The new UK Health Security Agency will have a dedicated focus on responding to the current threats, planning for the next pandemic and scanning the horizon for new threats in good times as well as bad. Of course, pandemics do not respect administrative boundaries. The UKHSA’s role is specifically to promote and protect the security of the United Kingdom as a whole.
Next, the job of our new Office for Health Promotion will be to lead national efforts to improve and level up our health—addressing the causes of ill health, not just the symptoms, such as through our plans to tackle obesity and make healthier choices easier and more accessible, and through supporting our colleagues in primary and community care. General practice, after all, is at the forefront of all population health measures and GPs are the bedrock of the NHS. General practice will be central to our levelling up the health of the nation because we know, and they know, that prevention is better than cure. A greater proportion of our efforts will now be directed at preventing people from becoming patients in the first place.

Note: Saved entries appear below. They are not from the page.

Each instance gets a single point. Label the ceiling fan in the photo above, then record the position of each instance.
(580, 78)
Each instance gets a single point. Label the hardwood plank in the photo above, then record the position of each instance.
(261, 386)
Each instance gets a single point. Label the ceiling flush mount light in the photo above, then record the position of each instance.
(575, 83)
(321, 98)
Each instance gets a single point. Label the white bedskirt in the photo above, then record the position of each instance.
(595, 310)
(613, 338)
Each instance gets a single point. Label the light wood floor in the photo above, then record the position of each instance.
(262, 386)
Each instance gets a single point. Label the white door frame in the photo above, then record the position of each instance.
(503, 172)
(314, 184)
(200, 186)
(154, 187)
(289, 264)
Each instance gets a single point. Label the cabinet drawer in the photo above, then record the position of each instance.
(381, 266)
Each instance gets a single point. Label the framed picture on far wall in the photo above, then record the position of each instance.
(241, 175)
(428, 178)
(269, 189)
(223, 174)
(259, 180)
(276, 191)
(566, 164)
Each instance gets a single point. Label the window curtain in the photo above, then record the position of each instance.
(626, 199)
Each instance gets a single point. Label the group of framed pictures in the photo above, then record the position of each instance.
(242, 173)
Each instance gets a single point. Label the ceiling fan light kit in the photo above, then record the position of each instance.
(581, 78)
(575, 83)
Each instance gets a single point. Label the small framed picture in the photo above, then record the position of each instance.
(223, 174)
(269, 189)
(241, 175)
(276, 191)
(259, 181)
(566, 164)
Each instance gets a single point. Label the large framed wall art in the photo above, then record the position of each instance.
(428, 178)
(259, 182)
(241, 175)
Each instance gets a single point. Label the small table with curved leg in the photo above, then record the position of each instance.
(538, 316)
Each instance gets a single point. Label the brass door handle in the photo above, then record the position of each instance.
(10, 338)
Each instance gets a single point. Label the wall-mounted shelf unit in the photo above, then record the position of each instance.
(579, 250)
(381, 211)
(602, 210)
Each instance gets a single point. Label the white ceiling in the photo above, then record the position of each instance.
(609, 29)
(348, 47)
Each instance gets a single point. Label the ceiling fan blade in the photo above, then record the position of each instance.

All of that brings me to mental health reforms. To truly level up health and reduce health inequalities, we must level up every part of our health, including mental health. I am determined to see mental ill health treated on a par with physical ill health, and to ensure that support is in place for those struggling with their mental wellbeing. We have provided record levels of funding for mental health services, especially to meet the additional burdens of the pandemic, but we need a better legislative basis—a mental health Act fit for the 21st century.
We are modernising the Mental Health Act to improve services for the most serious mental illnesses and support people so that they can manage their own mental health. The new Act will tackle the disparities and iniquities of our system and improve how people with learning difficulties and autism are supported. Ultimately, it is going to be there for every single one of us if we need it.